Il Genova Irish Festival è un evento che prevede la partecipazione di artisti, studiosi, professionisti e appassionati di cultura irlandese e nasce per aprire un dialogo tra Italia e Irlanda attraverso il cinema e gli audiovisivi, la musica, la letteratura, la storia, la politica, la danza, la fotografia, i fumetti e la gastronomia.

L’evento si propone di mettere a sistema le possibilità di interazione e di scambio culturale tra Genova e l’Irlanda. Tanti gli spettacoli e gli incontri, tra questi anche momenti di formazione come i workshop sulla cornamusa e sulla danza irlandese.
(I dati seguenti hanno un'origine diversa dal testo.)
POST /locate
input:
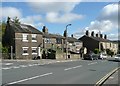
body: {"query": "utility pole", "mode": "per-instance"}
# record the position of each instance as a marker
(11, 52)
(67, 41)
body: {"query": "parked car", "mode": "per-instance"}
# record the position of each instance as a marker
(117, 57)
(91, 56)
(103, 56)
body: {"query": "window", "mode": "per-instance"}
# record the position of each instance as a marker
(34, 38)
(47, 40)
(25, 51)
(58, 40)
(34, 50)
(25, 37)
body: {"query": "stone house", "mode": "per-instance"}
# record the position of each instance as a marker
(23, 40)
(93, 41)
(74, 45)
(52, 41)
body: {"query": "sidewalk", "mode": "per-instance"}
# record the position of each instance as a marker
(113, 80)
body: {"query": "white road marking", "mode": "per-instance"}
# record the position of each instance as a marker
(72, 67)
(23, 66)
(23, 80)
(92, 63)
(6, 68)
(8, 63)
(15, 67)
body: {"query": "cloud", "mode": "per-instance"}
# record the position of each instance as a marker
(65, 18)
(32, 20)
(103, 26)
(46, 7)
(113, 36)
(10, 11)
(109, 12)
(106, 22)
(56, 12)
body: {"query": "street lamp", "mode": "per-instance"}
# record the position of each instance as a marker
(66, 41)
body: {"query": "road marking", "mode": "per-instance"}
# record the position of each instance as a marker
(8, 63)
(92, 63)
(15, 67)
(23, 80)
(6, 68)
(23, 66)
(102, 80)
(72, 67)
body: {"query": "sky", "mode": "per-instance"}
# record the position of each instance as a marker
(93, 16)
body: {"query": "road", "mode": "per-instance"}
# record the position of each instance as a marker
(65, 72)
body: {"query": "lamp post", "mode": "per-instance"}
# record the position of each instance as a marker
(66, 41)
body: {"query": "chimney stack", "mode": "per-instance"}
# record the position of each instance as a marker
(96, 35)
(105, 36)
(92, 33)
(87, 32)
(45, 30)
(72, 36)
(101, 36)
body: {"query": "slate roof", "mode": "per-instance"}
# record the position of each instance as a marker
(49, 35)
(72, 39)
(95, 38)
(23, 28)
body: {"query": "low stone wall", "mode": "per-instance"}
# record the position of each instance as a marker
(63, 56)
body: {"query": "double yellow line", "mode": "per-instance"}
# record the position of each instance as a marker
(101, 81)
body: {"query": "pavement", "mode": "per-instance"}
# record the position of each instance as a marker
(113, 79)
(70, 71)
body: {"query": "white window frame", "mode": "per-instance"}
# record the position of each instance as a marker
(34, 48)
(25, 48)
(25, 37)
(34, 36)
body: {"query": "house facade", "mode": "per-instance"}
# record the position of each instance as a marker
(53, 41)
(93, 41)
(24, 41)
(74, 45)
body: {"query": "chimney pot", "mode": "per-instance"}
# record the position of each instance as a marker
(87, 32)
(92, 33)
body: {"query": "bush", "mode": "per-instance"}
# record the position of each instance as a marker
(109, 52)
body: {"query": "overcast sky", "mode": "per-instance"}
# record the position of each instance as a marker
(93, 16)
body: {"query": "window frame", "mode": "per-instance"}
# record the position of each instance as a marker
(25, 37)
(25, 48)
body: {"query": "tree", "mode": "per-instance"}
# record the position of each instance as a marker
(65, 33)
(96, 51)
(16, 20)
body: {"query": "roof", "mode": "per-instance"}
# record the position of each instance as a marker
(49, 35)
(95, 38)
(72, 39)
(23, 28)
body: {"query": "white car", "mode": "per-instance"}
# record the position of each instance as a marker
(117, 57)
(103, 56)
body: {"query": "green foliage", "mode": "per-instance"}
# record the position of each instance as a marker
(3, 27)
(16, 20)
(109, 52)
(4, 50)
(96, 51)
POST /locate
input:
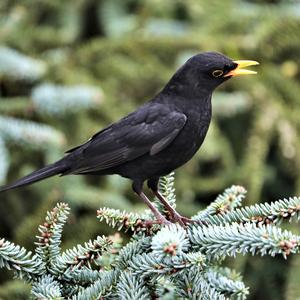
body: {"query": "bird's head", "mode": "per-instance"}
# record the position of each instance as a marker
(207, 70)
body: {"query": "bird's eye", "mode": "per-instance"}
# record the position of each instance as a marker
(217, 73)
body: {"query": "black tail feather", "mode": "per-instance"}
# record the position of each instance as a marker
(48, 171)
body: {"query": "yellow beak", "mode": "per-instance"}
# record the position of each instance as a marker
(239, 69)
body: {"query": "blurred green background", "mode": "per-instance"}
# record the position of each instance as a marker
(68, 68)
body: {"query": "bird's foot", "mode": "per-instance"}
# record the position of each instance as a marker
(183, 221)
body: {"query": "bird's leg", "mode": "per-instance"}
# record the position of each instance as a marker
(138, 189)
(174, 215)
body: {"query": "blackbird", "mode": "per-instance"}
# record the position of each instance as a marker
(160, 136)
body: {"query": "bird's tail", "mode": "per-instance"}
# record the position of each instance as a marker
(48, 171)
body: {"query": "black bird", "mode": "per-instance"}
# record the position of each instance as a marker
(158, 137)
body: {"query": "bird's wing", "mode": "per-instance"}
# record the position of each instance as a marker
(149, 130)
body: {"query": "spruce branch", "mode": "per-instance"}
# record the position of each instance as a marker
(226, 202)
(166, 262)
(132, 249)
(48, 245)
(193, 285)
(46, 288)
(167, 189)
(85, 255)
(148, 264)
(130, 287)
(227, 282)
(235, 238)
(262, 213)
(116, 218)
(17, 258)
(101, 287)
L’evento si terrà in spazi al chiuso e all’aperto, tra i Giardini Luzzati, l’area archeologica adiacente e le zone limitrofe.
Nel cuore del Centro Storico di Genova.

Musica

La musica tradizionale irlandese, conosciuta anche come Irish Traditional Music o semplicemente Irish Folk, è una delle espressioni culturali più antiche e vive dell’Irlanda. Le sue radici affondano nei secoli passati, quando la musica era tramandata oralmente, come un segreto sussurrato di generazione in generazione. Ha accompagnato la vita quotidiana degli irlandesi — feste, matrimoni, danze e momenti di lavoro — diventando un elemento fondamentale dell’identità nazionale. Ci sono melodie che fanno muovere i piedi — reel, jig, hornpipe — e altre nate per ascoltare e ricordare, come le slow airs, che fanno fermare il tempo.
Sono tanti gli strumenti che sentiremo suonare durante il Genova Irish Festival, con nomi inizialmente di difficile lettura, ma che impareremo a pronunciare.  Il tin whistle canta con voce limpida, il bodhrán batte il ritmo della terra, le uilleann pipes riempiono l’aria di malinconia e speranza, il bouzouki irlandese tesse accordi profondi con il suo suono caldo e rotondo, il violino può suonare leggero o essere incalzante.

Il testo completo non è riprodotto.